Below Amy’s balcony, down on the pedestrian walkway, a group of wedding guests strolled along in the misty evening, laughing. Even from two floors up, Amy could clearly hear, “But who else will come?”

“Who knows? It’ll be interesting to see.”

How carelessly those elegantly, casually clothed people chatted. Anyone listening closely could intrude and pretend to be one of them.

Being oblivious to listeners was the way with any specialty group whether it was business, politics, travelers or, as in this case, monied people.

It never occurred to them they were overheard and someone could carefully listen. Look at the information she’d gleaned just in the lobby, the elevator and just now. They didn’t actually know who all would be there at the wedding of Sally and Tad.

Even Amy, who had no ulterior motives, could go to any of them and say, “Well, hello! I’m a descendant of your Aunt...” Was it Tilly? No, not Tilly. It had been Trilby. “I’m your long lost cousin, Amy Abbott!”

She could say that quite easily. They didn’t know all of their relations. Even those they knew weren’t in touch with the others. She could fake being related.

And they would accept her. After a certain strata in life, people were no longer snobbish. They would include her quite nicely, for a time, just for the novelty if for no other reason.

All Amy had to do was take advantage of their careless tongues. She could do it. And if she did...she could meet Chas! Ah, yes. Did Chas know he was a carrot to her goatish...uh...ewe-ish desires?

If she did pretend to be related to them, it
would
give her the opportunity to find out what kind of man he really was. She would learn if he was solid or hollow. She could do it as a test of her father’s schooling. An independent study. Test her skill of summation. What a neat cover-up for lust.

Lust? She? Of course not! It was simply... curiosity.

However, it would be interesting to have an affair with him. To have him look at
her
with that sinfully lazy smile. To have him bend his head down to hear her and watch her mouth as she spoke. To be the object of his attention.

She might be able to do that, too, with complete immunity. Not only could Amy Abbott Allen invade their celebration, but she could contrive to have an affair with the dominant male wolf.

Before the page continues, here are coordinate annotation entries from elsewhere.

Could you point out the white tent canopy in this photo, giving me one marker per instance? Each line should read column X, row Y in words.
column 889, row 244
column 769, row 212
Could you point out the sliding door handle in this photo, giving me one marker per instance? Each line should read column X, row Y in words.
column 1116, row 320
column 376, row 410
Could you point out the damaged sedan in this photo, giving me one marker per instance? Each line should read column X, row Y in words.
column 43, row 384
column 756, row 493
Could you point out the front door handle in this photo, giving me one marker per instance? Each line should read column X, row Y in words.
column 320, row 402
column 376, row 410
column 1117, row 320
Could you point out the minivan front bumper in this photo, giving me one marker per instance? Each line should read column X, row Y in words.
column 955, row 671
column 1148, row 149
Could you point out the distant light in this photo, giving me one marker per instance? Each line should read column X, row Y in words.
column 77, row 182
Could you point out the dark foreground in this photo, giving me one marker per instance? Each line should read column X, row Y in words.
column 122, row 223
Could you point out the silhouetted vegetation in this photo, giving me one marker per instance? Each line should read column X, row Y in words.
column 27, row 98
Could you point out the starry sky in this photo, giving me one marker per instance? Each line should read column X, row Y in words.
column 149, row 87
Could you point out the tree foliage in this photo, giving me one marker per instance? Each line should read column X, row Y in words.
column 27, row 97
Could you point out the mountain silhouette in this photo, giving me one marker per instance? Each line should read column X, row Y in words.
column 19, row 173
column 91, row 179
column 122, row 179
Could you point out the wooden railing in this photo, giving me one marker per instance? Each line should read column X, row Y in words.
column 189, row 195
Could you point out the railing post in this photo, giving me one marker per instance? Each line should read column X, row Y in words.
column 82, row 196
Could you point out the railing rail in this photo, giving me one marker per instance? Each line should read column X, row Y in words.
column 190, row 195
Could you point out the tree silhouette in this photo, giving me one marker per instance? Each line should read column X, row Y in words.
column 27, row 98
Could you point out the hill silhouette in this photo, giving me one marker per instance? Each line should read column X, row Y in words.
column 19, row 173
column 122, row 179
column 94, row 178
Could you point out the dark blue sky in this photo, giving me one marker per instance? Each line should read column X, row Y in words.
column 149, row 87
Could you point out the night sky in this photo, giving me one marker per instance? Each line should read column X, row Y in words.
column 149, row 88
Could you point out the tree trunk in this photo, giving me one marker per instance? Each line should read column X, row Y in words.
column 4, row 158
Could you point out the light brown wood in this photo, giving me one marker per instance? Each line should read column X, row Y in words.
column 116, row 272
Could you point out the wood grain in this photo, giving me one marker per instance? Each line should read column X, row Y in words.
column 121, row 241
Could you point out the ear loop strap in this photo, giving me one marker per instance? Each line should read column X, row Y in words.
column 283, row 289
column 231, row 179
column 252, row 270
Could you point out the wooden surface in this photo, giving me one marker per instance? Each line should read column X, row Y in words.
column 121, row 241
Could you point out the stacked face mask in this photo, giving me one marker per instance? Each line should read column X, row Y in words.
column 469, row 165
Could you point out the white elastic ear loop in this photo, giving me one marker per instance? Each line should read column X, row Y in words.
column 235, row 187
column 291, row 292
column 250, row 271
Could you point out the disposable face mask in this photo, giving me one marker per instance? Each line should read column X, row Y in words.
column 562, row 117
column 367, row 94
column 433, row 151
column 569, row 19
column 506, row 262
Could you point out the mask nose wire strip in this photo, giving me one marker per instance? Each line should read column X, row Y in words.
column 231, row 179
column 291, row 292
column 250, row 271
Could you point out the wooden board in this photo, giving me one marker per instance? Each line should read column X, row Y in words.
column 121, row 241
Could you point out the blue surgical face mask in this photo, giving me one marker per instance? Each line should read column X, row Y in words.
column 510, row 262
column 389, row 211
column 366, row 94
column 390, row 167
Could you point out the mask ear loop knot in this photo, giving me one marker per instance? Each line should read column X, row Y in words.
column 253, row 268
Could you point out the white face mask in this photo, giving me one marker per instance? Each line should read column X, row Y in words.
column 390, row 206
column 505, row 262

They were all strangers, she wasn’t native around there. She could very easily perpetrate such a masquerade...and get away with it.

She did pause. Again. It was another threshold. Was it the one she’d sensed as she’d entered the suite?

She was contemplating a very rash thing here. Strange behavior for the puritan Amy Abbott Allen. It was one thing to fake an acquaintance and invade a private gathering just to see if she could, but it was another thing entirely for a woman of her upbringing to even think about plotting an affair.

An affair with a stranger she’d only glimpsed in a hotel lobby? Insane! She’d been working too hard. She was alone too much. Her male contacts called it burnout or nerves or relaxation or distraction or almost any other word. She’d always sneered and called the affairs predatory usage.

Could it be she was no better than any prowling male? Women did do this sort of thing. Amy knew they did, but she’d always thought they were a different kind of woman.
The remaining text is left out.